The minion finds the controller's minion socket address (i.e. IP and port) through reading the e2e-ctrl-url key in the Open/R KvStore, a process described in other documents. The minion's broker automatically disconnects and reconnects from the controller upon a URL change or a timeout.

The controller uses the ZeroMQ Authentication Protocol (ZAP), but currently only for debug purposes to log and associate peer IP addresses with their socket connections. If enabled, the controller will spawn a thread to receive and respond to authentication requests via a ZMQ_REP socket on inproc://zeromq.zap.01. The app and/or minion sockets will be marked with an arbitrary, non-empty ZMQ_ZAP_DOMAIN socket option, causing ZMQ to forward connection details to the ZAP handler. The handler simply echoes received peer IPs into the metadata in its response as the Ip-Address property. This metadata becomes associated with the ZMQ socket, and can be queried whenever messages arrive.
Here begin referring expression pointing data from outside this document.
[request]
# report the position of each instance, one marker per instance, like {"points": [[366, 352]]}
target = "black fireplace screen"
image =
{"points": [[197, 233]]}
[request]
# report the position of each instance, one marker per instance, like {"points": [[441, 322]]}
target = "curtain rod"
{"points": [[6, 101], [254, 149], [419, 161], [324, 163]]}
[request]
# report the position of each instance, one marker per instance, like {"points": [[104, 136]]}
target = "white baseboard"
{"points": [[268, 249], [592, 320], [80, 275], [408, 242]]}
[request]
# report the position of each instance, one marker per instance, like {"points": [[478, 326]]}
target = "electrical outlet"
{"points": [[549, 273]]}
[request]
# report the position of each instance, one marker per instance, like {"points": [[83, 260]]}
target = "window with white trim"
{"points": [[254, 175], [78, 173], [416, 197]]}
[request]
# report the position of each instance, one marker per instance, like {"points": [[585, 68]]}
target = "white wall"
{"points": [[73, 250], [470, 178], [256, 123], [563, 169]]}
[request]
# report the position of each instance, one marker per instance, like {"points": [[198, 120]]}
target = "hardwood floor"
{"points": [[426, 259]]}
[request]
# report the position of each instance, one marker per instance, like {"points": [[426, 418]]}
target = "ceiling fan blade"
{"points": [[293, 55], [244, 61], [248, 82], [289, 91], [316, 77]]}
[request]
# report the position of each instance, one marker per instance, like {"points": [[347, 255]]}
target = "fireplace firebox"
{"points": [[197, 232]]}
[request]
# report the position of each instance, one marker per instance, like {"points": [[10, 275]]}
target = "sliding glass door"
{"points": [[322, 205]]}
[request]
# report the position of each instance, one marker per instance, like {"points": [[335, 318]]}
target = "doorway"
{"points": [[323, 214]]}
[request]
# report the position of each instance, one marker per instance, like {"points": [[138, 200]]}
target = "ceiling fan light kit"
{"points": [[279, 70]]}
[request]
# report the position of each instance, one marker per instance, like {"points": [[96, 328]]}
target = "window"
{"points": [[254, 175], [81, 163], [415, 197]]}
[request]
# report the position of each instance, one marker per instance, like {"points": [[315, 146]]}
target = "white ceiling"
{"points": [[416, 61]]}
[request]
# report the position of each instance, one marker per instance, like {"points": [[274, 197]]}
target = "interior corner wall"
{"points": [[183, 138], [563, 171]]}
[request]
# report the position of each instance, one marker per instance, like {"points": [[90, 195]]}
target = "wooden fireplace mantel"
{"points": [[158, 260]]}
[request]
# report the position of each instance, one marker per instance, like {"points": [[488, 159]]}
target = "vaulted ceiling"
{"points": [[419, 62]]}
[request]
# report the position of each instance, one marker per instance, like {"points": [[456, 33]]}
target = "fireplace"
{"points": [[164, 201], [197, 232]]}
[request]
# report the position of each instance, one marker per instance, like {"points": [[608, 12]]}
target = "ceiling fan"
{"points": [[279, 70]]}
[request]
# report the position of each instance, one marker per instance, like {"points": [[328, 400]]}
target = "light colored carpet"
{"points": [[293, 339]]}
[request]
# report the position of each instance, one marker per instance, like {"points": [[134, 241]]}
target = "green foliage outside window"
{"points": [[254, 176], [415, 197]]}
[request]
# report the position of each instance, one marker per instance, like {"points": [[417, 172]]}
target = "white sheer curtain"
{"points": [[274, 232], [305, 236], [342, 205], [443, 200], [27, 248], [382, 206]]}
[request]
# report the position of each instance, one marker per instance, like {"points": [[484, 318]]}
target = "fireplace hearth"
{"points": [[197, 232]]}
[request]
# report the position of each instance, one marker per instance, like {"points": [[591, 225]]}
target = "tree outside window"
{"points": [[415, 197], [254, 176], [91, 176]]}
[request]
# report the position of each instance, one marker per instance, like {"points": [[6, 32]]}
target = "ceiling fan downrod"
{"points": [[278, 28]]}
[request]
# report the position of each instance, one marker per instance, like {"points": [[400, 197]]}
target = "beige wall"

Each app in both the controller and minion will bump a unique "socketMonitor" counter once per minute (by default) to indicate that its dealer socket is healthy and the thread itself is alive. These stats are published via the local ZmqMonitor instance (refer to Stats, Events, Logs for further details).

Global Objects

Apart from the intra-process communication architecture, E2E uses a small number of globally-shared objects across apps. These objects, defined in SharedObjects, are only accessible through acquiring read-write locks using the folly::Synchronized abstraction.

Serialization Layer

About Thrift

Terragraph E2E serializes all messages using Thrift, specifically the fbthrift branch. Thrift includes an interface definition language (IDL) with a cross-language code generator, as well as a serialization framework for the generated structures. Terragraph does not use Thrift's RPC framework, in favor of ZMQ.

Thrift Interfaces

Thrift structures are defined within *.thrift files, located inside various if/ directories. All Thrift files used in E2E are listed below.

Controller.thriftCore structures used by the controller
Aggregator.thriftCore structures used by the aggregator
Topology.thriftTopology structures
NodeConfig.thriftNode configuration structures
FwOptParams.thriftFirmware-specific node configuration structures
Event.thriftEvent structures
PassThru.thriftFirmware pass-through message structures
DriverMessage.thriftDriver message structures
BWAllocation.thriftBandwidth and airtime allocation structures

Implementation Details

Terragraph exclusively uses the Thrift compact protocol for messages transported over ZMQ. When writing Thrift structures to disk, the JSON serializer is used instead.

For consistency at the ZMQ layer, the outermost Thrift structure for transport is always thrift::Message (shown below). This structure must include a message type and compact-serialized binary value, which the receiver can then deserialize into another Thrift structure.

struct Message {
1: MessageType mType;
2: binary value;
3: optional bool compressed;
4: optional CompressionFormat compressionFormat;

Optionally, messages can be compressed using any supported format. The receiver should first decompress the binary value before deserializing it. Currently, only a handful of message types are compressed, and only the Snappy format is supported.